No—gating is not a legal shield.
What gating does:
- Hugging Face “gated datasets” require users to request access and share contact info; you can add extra fields (a “form”). (Hugging Face)
What gating does not do:
- It does not grant you redistribution rights for copyrighted clips.
- If the clips infringe copyright or violate platform terms, the dataset can still be taken down. (Hugging Face)
Operational pitfall:
- Access requests are designed to be handled via browser workflow (not ideal for fully automated access). (Hugging Face Forums)
Background: Why “download + reupload clips” is the risky part
Even if your intent is academic:
- YouTube’s Terms limit downloading and redistribution except as explicitly authorized. (YouTube)
- YouTube’s API policies also explicitly prohibit downloading/caching/storing copies of YouTube audiovisual content without prior written approval. (Google for Developers)
Separately, copyright law (fair use / quotation / research exceptions) varies by country and is fact-specific; but even if a legal exception might apply in some contexts, that doesn’t automatically make public redistribution of clips (hosting a clip archive) safe.
A practical, low-risk plan for your dataset (what to publish)
1) Publish a “pointer dataset” (public on Hugging Face)
Upload only:
clip_id
youtube_video_id and/or youtube_url
start_sec, end_sec, duration_sec
channel_id, channel_title (publisher)
serial_name
- emotion labels (and annotation metadata: label set, guidelines version, annotator count, agreement if you have it)
collected_at, and optionally last_checked_at + availability_status
This aligns with common precedents (AudioSet, Kinetics). (research.google.com)
2) In your dataset card, say explicitly
- You do not redistribute video/audio; you release IDs/URLs + timestamps + annotations.

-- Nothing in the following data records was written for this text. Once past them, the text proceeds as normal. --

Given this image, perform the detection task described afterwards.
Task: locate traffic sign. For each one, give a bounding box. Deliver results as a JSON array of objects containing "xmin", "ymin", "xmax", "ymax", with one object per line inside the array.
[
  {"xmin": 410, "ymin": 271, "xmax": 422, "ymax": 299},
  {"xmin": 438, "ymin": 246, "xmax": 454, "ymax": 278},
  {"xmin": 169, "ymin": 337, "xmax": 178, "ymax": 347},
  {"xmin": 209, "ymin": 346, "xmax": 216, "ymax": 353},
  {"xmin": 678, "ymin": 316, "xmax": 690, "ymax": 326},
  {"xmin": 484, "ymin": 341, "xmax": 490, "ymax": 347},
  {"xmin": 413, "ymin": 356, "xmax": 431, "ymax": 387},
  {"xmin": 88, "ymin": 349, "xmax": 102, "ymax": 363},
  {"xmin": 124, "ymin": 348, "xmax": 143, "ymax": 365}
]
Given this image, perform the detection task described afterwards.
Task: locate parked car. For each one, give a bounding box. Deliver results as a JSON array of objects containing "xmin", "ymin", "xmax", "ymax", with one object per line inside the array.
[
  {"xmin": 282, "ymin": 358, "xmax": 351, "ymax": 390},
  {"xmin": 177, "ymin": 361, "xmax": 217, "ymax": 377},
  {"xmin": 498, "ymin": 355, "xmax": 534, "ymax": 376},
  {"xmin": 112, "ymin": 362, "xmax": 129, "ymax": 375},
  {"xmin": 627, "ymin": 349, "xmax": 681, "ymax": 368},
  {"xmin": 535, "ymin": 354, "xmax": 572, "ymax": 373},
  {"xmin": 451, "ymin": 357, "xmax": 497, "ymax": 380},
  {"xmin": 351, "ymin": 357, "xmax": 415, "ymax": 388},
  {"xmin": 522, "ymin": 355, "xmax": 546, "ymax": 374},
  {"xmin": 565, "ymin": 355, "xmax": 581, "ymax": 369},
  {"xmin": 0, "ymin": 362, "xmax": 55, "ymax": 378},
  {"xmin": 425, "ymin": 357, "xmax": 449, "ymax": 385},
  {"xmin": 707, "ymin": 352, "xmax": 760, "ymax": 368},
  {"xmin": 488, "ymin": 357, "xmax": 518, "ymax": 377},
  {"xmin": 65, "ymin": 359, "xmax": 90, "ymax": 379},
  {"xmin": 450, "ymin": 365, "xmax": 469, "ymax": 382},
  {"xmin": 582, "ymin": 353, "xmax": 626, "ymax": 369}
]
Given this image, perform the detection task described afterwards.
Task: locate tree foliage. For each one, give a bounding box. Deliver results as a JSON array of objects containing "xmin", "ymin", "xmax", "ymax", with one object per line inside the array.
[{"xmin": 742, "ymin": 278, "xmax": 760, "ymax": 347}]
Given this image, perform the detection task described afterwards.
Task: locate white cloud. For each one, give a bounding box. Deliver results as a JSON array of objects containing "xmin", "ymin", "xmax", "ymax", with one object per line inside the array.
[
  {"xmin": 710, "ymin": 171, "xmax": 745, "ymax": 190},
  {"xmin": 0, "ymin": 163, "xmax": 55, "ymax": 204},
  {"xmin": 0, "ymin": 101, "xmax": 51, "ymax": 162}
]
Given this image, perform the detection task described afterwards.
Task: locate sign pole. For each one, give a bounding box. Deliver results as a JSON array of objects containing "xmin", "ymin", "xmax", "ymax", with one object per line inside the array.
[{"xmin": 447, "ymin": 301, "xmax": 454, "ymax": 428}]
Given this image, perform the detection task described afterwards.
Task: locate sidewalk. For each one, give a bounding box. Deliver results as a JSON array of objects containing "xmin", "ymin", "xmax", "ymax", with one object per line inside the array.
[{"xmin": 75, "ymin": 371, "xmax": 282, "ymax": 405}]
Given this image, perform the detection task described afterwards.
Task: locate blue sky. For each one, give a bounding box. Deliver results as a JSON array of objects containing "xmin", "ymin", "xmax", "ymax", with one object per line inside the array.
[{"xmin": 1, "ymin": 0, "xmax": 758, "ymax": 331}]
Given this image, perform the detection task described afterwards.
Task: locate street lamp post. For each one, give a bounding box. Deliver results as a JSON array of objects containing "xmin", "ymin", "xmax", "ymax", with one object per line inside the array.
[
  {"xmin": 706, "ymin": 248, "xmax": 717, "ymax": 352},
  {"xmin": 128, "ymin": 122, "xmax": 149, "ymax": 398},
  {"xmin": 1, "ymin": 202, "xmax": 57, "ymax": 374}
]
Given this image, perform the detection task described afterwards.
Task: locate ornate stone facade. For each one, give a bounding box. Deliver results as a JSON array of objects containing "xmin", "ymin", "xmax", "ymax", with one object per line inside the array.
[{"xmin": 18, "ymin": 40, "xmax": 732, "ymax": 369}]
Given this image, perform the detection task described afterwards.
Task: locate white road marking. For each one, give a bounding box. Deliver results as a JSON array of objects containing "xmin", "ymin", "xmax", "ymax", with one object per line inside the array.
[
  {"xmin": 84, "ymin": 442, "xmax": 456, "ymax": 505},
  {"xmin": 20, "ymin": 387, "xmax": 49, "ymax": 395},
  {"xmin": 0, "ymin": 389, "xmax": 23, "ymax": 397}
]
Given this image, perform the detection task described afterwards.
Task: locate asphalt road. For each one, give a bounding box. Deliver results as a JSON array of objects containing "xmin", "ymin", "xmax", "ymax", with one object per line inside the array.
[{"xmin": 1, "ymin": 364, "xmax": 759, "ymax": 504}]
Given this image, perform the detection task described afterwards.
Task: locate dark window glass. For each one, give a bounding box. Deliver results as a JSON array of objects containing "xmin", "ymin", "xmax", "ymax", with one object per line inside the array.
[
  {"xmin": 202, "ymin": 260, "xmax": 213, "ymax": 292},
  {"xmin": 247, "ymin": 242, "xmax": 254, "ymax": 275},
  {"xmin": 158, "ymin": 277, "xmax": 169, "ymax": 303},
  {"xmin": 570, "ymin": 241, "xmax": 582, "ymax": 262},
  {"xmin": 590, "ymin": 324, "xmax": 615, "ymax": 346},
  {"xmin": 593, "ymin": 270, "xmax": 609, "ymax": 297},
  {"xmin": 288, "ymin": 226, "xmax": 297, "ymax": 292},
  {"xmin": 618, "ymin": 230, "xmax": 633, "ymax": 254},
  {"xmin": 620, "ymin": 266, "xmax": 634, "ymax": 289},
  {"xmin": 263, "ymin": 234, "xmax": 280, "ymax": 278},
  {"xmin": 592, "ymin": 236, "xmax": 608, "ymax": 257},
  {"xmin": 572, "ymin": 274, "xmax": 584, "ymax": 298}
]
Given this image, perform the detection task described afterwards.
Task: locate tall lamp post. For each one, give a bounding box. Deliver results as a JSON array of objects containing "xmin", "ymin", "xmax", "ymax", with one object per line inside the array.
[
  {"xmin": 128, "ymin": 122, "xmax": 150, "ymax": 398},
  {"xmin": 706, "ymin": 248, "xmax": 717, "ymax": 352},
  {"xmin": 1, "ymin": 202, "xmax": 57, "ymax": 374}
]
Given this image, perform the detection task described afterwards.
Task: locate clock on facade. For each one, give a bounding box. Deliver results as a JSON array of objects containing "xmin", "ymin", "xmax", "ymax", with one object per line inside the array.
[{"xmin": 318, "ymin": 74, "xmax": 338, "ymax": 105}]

- Videos may disappear over time (link rot), and you version the dataset accordingly (Kinetics explicitly notes this ecosystem reality). (arXiv)

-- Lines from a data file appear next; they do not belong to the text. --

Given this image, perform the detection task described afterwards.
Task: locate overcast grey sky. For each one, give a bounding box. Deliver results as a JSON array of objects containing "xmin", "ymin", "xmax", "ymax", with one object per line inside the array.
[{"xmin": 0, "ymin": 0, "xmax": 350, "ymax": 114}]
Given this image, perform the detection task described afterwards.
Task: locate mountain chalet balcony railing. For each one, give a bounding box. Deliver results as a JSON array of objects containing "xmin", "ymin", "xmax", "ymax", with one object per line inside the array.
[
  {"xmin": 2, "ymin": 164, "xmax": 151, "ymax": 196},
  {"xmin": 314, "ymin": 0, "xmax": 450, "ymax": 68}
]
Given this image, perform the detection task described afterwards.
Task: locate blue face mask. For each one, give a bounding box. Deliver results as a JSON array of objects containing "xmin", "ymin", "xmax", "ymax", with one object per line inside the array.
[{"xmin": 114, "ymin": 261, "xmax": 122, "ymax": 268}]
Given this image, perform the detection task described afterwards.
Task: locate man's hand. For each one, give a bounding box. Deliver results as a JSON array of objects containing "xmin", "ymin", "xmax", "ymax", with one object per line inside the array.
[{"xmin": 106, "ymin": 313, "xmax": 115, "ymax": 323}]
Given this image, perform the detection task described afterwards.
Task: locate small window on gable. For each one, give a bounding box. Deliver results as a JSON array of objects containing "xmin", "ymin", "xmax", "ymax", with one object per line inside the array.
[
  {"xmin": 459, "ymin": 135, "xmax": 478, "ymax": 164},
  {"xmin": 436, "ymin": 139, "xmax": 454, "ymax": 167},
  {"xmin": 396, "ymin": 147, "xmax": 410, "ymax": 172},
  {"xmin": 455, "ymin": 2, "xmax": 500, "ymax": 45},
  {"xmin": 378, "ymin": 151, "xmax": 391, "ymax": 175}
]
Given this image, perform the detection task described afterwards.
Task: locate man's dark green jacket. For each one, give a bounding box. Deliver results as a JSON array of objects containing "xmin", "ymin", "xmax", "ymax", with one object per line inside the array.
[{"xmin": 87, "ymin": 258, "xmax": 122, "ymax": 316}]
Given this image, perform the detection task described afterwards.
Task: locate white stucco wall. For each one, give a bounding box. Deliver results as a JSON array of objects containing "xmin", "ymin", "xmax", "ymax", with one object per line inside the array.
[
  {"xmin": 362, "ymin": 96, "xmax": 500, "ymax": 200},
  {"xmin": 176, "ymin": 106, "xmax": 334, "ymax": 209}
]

- Provide a simple takedown/removal contact (even for pointer datasets, some creators may object).
3) If you want controlled access, gate only the annotations/features (optional)
Use gated datasets if you need:
- tracking access for ethics reasons, or
- requiring users to agree to conditions (e.g., “no surveillance use”)

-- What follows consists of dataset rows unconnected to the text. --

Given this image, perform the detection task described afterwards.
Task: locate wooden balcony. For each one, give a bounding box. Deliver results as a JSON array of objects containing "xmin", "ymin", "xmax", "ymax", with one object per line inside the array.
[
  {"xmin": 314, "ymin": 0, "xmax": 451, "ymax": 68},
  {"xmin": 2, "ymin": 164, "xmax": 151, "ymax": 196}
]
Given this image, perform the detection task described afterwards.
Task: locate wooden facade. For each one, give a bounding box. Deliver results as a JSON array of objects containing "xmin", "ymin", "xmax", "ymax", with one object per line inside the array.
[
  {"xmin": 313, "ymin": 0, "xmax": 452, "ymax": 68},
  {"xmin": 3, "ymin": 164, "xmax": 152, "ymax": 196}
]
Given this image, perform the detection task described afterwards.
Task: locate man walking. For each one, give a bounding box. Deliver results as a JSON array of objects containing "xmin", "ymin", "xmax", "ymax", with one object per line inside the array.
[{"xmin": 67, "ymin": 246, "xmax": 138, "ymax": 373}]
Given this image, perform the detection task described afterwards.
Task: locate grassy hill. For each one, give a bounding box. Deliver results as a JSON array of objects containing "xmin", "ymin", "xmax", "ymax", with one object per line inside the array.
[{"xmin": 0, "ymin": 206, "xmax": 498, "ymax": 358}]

Mechanically, HF supports gated datasets + custom fields. (Hugging Face)
But keep the dataset media-free.
4) Add a DOI for paper citation
Generate a DOI on the HF repo so the paper can cite a stable identifier. (Hugging Face)
When could you publish the clips themselves?
Only when you can show a clear redistribution basis, e.g.:
- you filmed/own the videos; or
- you have written permission; or
- the videos are genuinely under a license permitting reuse (YouTube’s CC BY option exists, but you still need confidence the uploader had the rights to apply it). (Google Help)
One-page decision rule
- Want to share publicly in a paper link? Publish manifest + labels, not clips. (YouTube)
- Want a request form? Use HF gated datasets for annotations/features; it’s access control, not permission. (Hugging Face)
- Want to host the video clips? Assume “no” unless you can document redistribution rights.